Sessions had dismayed employees of the Justice Department and many others by saying almost nothing as Trump impugned the department’s integrity. He issued a rare statement in response to Trump’s “DISGRACEFUL” tweet in February.
“As long as I am the attorney general, I will continue to discharge my duties with integrity and honour, and this department will continue to do its work in a fair and impartial manner according to the law and Constitution,” he said.
Sessions was ousted eight months after he fulfilled Trump’s desire for him to fire FBI deputy director Andrew McCabe. Some observers thought his decision might convince Trump to spare his own job.
Sessions had made a major mark on American criminal justice. An opponent of a growing bipartisan push toward the liberalization of justice policy, he reversed a series of Obama-era efforts that sought to reform policing and prosecution practices.

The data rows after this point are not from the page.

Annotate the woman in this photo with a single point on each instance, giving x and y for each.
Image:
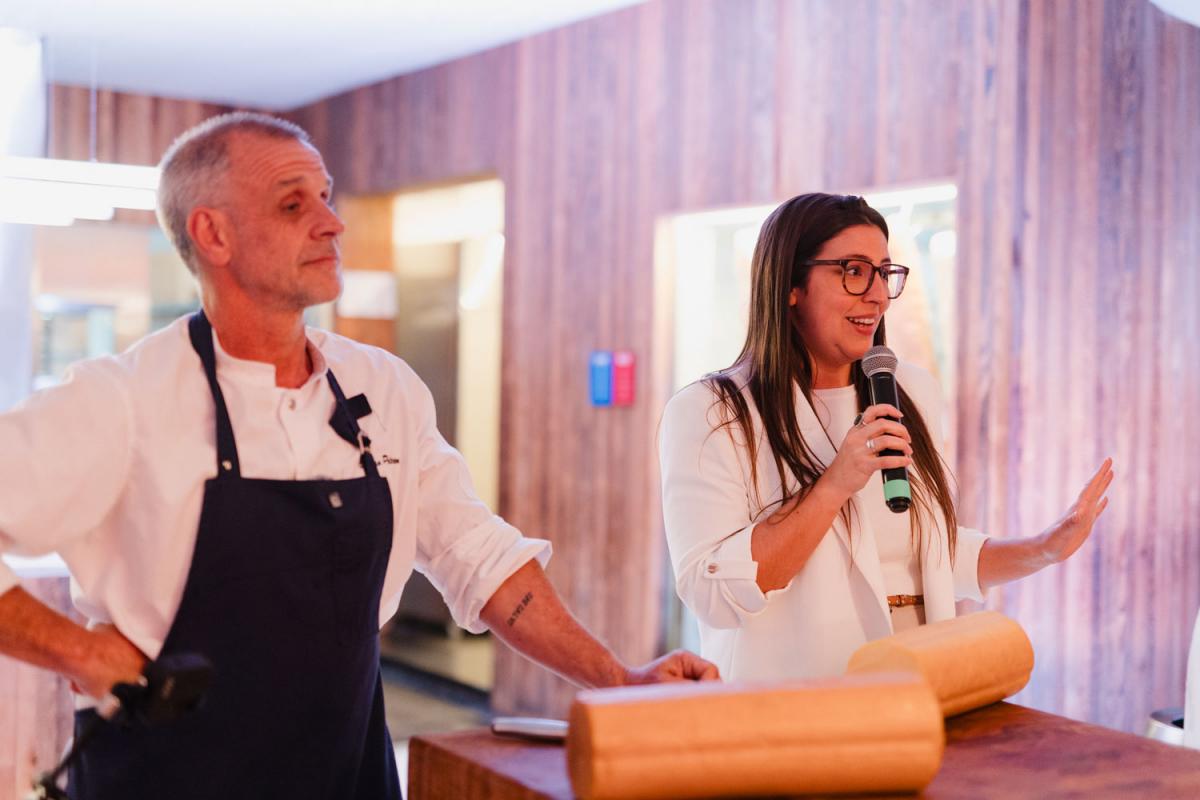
(780, 540)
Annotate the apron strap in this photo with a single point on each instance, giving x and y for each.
(351, 422)
(201, 332)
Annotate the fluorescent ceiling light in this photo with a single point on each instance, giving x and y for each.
(81, 172)
(47, 191)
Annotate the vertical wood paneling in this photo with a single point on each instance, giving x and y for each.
(1073, 131)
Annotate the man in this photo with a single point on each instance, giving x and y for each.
(245, 488)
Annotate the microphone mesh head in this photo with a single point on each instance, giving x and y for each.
(879, 359)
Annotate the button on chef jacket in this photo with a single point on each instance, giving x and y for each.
(108, 469)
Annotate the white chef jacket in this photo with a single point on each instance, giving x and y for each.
(108, 469)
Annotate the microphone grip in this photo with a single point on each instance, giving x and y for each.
(897, 489)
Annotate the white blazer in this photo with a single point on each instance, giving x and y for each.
(810, 627)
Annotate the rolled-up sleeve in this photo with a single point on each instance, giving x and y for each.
(67, 456)
(465, 549)
(706, 507)
(966, 564)
(7, 578)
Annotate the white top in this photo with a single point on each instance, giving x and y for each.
(108, 469)
(837, 410)
(838, 601)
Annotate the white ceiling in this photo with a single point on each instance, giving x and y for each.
(273, 54)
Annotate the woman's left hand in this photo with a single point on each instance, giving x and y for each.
(1072, 530)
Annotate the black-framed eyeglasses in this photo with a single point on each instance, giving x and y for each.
(857, 275)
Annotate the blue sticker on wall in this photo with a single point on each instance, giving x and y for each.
(600, 377)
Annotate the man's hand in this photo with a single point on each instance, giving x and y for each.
(677, 665)
(111, 660)
(527, 614)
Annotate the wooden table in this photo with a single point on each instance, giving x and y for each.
(1000, 751)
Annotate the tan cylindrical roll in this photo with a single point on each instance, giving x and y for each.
(852, 734)
(969, 661)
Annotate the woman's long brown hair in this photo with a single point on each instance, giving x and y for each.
(774, 361)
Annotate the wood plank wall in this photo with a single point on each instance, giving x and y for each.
(1071, 130)
(1081, 340)
(1071, 127)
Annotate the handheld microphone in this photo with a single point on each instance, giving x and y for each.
(880, 367)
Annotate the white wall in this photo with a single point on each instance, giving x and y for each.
(22, 133)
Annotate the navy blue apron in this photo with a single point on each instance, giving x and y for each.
(283, 597)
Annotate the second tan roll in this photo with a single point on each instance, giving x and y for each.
(969, 661)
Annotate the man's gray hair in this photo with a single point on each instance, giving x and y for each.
(195, 166)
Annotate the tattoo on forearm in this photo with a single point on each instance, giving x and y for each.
(520, 608)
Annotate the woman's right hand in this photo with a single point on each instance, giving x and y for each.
(859, 453)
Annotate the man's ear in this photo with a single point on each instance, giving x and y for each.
(209, 230)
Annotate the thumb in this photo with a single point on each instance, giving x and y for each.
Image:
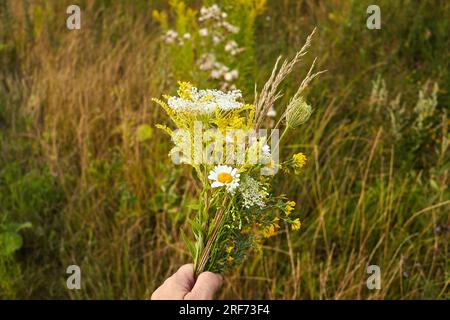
(205, 287)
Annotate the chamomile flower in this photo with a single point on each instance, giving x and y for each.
(224, 176)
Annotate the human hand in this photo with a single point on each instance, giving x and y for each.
(182, 285)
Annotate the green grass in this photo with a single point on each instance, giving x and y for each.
(375, 190)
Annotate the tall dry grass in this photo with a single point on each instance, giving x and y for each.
(71, 164)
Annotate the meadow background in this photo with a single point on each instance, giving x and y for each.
(85, 178)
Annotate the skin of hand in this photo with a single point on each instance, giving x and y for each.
(182, 285)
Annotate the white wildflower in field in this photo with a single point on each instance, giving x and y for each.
(203, 32)
(272, 113)
(170, 36)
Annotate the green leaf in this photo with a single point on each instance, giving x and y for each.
(144, 132)
(9, 243)
(189, 244)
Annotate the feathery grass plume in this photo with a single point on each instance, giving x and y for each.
(270, 93)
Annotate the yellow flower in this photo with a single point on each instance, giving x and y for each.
(296, 224)
(298, 161)
(290, 205)
(270, 230)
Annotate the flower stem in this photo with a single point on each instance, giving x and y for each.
(199, 267)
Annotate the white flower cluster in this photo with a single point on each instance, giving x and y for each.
(206, 101)
(217, 17)
(214, 32)
(172, 36)
(253, 193)
(215, 27)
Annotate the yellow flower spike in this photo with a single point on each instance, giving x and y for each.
(184, 91)
(298, 161)
(296, 224)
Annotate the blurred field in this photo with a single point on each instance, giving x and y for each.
(375, 190)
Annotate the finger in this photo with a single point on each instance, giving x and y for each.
(176, 286)
(184, 277)
(205, 287)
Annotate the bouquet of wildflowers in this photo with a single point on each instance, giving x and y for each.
(235, 159)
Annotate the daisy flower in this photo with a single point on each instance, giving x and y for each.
(224, 176)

Sessions told federal prosecutors to seek the harshest possible sentences for drug offences, reversing the Obama-era guidance that favoured more leniency for non-violent crimes. He had the Justice Department pull back from their Obama-era push to compel rights-violating local police forces to change their practices. He rescinded an Obama-era directive that sought to reduce the use of private prisons. And he rescinded another Obama-era directive that told the federal government to take a hands-off approach to states that have legalized marijuana.
Sessions has also been a key player in Trump’s immigration crackdown. He recommended and announced the cancellation of Obama’s Deferred Action for Childhood Arrivals (DACA) program, which protected from deportation young immigrants brought illegally to the U.S. as children. And he aggressively fought the “sanctuary cities” that do not fully co-operate with federal immigration authorities, in March announcing a federal lawsuit against California over state sanctuary policies — which he described as the work of “radical extremists.”